This one's a Must-see!

This one’s a Must-see!

Discomforting, yet hypnotizingly weird.

Discomforting, yet hypnotizingly weird.

Tickled (described as a “fetish documentary that’s no laughing matter”) may be one of the strangest and most intriguing documentaries of this decade. A series of Internet videos that showcase a sport known as “Competitive Endurance Tickling” (I’m sure you’re all picturing it correctly based on the name so I’ll be loose on the details) is baffling enough as it is. But once you try to make contact with this bemusing pocket dimension of sports and entertainment, horrible revelations are made and your reputation is endangered. And yes, that last one goes beyond trying to explain your web browser history to your girlfriend afterwards.

Competitive Endurance Tickling.

Competitive Endurance Tickling.

It all begins when a New Zealand filmmaker named David Farrier comes across the aforementioned tickling videos and finds a connection to the Facebook page of “Jane O’Brein Media”. Understandably confused but also curious, Farrier sends a message to the Facebook page, hoping to schedule an interview with the people behind the phenomenon. He explains to the viewer that he specializes in documentaries about all things strange in this world, and with this find, he knew that he had found his next story.

The responses he receives, however, are unexpected. The Jane O’Brein page admins, including one who’s supposedly Jane herself, repeatedly email Farrier (after already having turned his offers down) about how Competitive Tickling is an exclusively heterosexual activity and that they want no association with a famously homosexual journalist (I ponder as to how they must feel now that their story has been successfully exposed not only by a gay director but also associate producer Stephen Fry). Their messages are outright hostile, even going so far so to calling him “a gay kiwi” and a faggot. “It was hard to take the insults seriously, given what Jane was producing,” Farrier rightly remarks, “If anything, it made me more curious than ever.”

When then see how Farrier’s further investigation and subsequent social media attention caused the “Tickling” fad to enter the limelight, inspiring Farrier to start working on a documentary film with his detective partner and fellow filmmaker Dylan Reeve. It is by this points that he begins receiving bizarre threats of legal action all the way from New York (at one point he meets with American lawyers who do not under any circumstances want to be filmed but also don’t seem sure of who they’re working for) and Jane O’Brein Media starts trying to bully him into silence. His ambition remains, however, and the deeper he digs into this absurd “sport”, the true origins of it, and what the production companies behind the tickling videos truly did to most of their recruits/subjects (including leaked personal info and lies about sexual depravity, all for something the accusers themselves directed and recorded), the more unpleasant it all looks.

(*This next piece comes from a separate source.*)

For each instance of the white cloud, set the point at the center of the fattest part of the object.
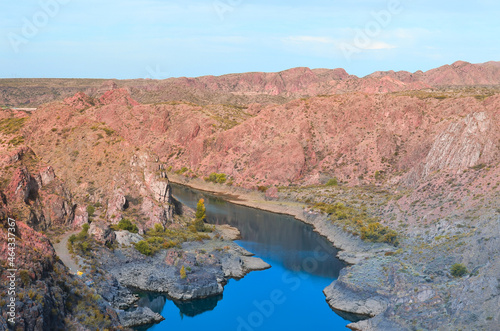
(378, 45)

ticklersOn top of its achievements in cinematography and editing (especially innovative was the makeshift hidden camera Farrier had to construct out of a coffee mug when meeting with one of the shady lawyers a second time), Tickled is fascinating, amusing, shocking, and infuriating. You may laugh at how weird and borderline cringe-worthy some of the featured videos are, you will be fascinated at how hellbent their producers seem on keeping the subject matter under wraps from the general public, and you will probably also be a little bit frustrated once we start learning what sort of people run the operations and what their worldviews and motivations are.

The film is presented in the Participatory Mode of documentary filmmaking (as described by film theoretician Bill Nichols), where the filmmakers themselves feature in the movie and the audience gets to observe them as they perform their interviews and, in this case, handle their sinister opposition. It’s an appropriate form of presentation since the obstacles and the attacks they faced turned into such a major part of the story. A film that simply told us the facts via Voice of God would not have been as good.

Even after the movie had a screening at Sundance Film Festival back in March, things were dramatic behind-the-scenes. David D’Amato, a big shot in the tickling video industry with a less than spotless crime sheet, filed a lawsuit against Farrier for spreading misinformation about him through his documentary. The way I see it, I don’t know that there’s a lot in Tickled that can be misinterpreted or taken the wrong way.

Tickled has been lauded worldwide as a courageous achievement in journalism and meaningful to free speech, but also important in what unsettling truths it uncovers. The fact that this has supposedly been going on for several decades and still passed under the radar of just about everyone is about as disconcerting as the content of the videos themselves, and I’m grateful that we got to see this dark subculture for what it is. Any time free speech and true journalism wins the day, I feel like the world is a marginally better place.

Then I remember that freedom of expression also allows for a fair share of bullshit “journalism” that people WANT to believe in regardless of the facts, and that that’s why we get documentaries like Vaxxed. Why didn’t the makers of that movie receive a bunch of threats again? This may be a shot in the dark, but could it be because they weren’t actually uncovering anything and that there’s nothing to expose when there’s nothing to hide? I guess we may never know.